Independance often comes with a fight. The Irish Republican Army (IRA) may not be as active as it was during the troubles, but since that time it has diversified its portfolio.
The IRA's fight for the independence of Northern Ireland from Britain goes as far back as the 1920s. On 28 July 2005, it brought all armed conflict to an end and agreed to decommission its weapons, after seven years of hard bargaining with both the Irish and British Governments.
The peace process has been underway since 1998 with the Good Friday Agreement, where it was decided that Northern Ireland should have semi-autonomous political structures, in particular the Northern Irish Assembly at Stormont. However 'power sharing' has been suspended since 2002, due to an impasse between the political parties over the IRA's position.
Sinn Fein (Gaelic for ‘Ourselves’) is the political wing of the IRA, represented both in Britain and the Republic of Ireland. The decomissioning of arms signifies a reversal in the balance of power between Sinn Féin and the IRA. It is, in part, due to the Sinn Fien leader, Gerry Adams, a man who denies ever being a member of the IRA.
Despite the progress made, the electorate is as divided as ever. After the 2005 general election the moderate Unionist party, the UUP, was left with only one seat while both the extreme parties, Sinn Fein and the DUP made large gains.
Sicily without the sun
Despite the ceasefire in Northern Ireland, paramilitary groups continue criminal activities such as robbery, intimidation, 'knee-capping', money laundering and drug trafficking as well as the odd homicide.
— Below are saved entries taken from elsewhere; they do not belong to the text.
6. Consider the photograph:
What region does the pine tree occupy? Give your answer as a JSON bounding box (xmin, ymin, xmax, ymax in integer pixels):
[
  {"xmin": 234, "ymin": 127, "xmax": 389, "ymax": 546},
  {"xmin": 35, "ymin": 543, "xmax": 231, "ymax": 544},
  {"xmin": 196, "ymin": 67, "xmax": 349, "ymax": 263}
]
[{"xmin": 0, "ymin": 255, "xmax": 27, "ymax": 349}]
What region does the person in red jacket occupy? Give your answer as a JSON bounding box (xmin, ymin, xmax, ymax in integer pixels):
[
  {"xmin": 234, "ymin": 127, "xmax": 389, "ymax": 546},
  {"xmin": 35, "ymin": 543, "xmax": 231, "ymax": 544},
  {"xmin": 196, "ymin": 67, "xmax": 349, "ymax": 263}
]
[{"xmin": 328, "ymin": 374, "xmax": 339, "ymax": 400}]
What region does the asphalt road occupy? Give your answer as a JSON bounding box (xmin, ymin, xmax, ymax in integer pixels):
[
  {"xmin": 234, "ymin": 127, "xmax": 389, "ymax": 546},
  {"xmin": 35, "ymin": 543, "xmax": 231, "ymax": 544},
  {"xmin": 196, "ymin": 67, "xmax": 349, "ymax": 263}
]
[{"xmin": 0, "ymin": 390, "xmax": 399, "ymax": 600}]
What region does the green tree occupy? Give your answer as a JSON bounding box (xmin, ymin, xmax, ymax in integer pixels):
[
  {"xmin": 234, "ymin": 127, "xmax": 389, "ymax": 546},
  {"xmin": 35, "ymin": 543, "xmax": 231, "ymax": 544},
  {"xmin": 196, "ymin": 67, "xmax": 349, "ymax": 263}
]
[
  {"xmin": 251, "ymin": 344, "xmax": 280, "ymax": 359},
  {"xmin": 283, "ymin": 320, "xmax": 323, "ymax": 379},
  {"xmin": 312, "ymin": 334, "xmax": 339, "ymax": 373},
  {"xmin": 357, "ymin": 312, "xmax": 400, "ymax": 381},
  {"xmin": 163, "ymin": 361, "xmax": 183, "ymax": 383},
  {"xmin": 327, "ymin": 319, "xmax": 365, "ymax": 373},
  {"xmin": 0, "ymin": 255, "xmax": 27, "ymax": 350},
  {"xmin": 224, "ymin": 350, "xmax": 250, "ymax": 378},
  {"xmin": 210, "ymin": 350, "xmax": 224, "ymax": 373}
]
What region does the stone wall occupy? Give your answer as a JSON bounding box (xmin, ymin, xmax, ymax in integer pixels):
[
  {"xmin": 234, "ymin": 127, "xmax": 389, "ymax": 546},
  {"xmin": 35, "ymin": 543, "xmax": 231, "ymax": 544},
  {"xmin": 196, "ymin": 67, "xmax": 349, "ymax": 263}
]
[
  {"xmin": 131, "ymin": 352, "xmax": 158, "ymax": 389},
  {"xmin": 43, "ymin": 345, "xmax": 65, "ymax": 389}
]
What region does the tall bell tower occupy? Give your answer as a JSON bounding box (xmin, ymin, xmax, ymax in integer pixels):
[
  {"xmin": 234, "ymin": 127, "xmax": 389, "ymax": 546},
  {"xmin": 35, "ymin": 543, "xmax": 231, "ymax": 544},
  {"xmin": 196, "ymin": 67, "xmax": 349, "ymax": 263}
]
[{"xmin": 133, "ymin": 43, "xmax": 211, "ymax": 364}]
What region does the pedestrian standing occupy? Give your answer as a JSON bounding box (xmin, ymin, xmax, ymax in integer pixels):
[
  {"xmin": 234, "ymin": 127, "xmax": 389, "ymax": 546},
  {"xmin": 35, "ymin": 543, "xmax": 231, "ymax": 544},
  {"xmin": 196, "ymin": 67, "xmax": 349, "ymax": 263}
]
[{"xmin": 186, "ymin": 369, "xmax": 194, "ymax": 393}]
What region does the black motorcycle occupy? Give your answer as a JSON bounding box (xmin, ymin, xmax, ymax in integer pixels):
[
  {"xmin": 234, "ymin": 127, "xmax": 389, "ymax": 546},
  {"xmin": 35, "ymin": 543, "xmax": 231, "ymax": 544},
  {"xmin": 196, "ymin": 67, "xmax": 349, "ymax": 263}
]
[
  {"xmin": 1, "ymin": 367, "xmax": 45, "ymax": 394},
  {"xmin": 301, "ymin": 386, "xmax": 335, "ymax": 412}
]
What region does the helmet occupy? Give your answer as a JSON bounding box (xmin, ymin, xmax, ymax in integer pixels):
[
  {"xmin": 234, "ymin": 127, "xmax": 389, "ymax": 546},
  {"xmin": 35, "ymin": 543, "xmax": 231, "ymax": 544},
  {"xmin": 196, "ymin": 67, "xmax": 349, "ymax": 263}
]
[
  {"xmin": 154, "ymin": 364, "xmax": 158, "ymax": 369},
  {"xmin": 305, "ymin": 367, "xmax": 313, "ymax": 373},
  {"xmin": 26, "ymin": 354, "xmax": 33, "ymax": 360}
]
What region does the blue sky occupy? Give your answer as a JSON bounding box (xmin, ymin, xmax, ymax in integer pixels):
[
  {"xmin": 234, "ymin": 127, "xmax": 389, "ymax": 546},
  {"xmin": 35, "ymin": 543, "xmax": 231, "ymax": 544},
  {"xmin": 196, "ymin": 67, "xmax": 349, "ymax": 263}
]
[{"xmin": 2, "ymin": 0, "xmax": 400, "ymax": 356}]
The 31st of January marks the anniversary of the death of Robert McCartney, an innocent Catholic man who was beaten and stabbed by a senior member of the IRA who accused him of making an insulting gesture towards a woman in his company. CCTV footage was allegedly removed later as part of an attempt by the killers to clean the pub of all forensic evidence. In 2004 the IRA stole £26.5 million from the Northern Bank in Belfast - the biggest ever robbery from a safety volt in Europe.
The Basque “cousins”: the case of Eta
Northern Ireland is not the only European country to have been battered by separatist terrorism. The other famous European terrorist group is Eta (Euskadi Ta Askatasuna, or Basque Homeland and Freedom). Since 1958, it has killed more that 800 people in the name of the independence of the Basque “country”, situated between the south of France and the north of Spain. Like the IRA, it has in the past killed both political figures and members of the public. The Basque separatist group has continued its conflict, regardless of attempts at conciliation such as the amnesty following the death of Franco, nor the ceding of increased autonomy conceded the region. The political wing of Eta, Batasuna, was banned in 2002, but the Spanish government continues its struggle against the still-active armed faction of Eta. This past year has seen an increase in the number of lethal devices used by the group.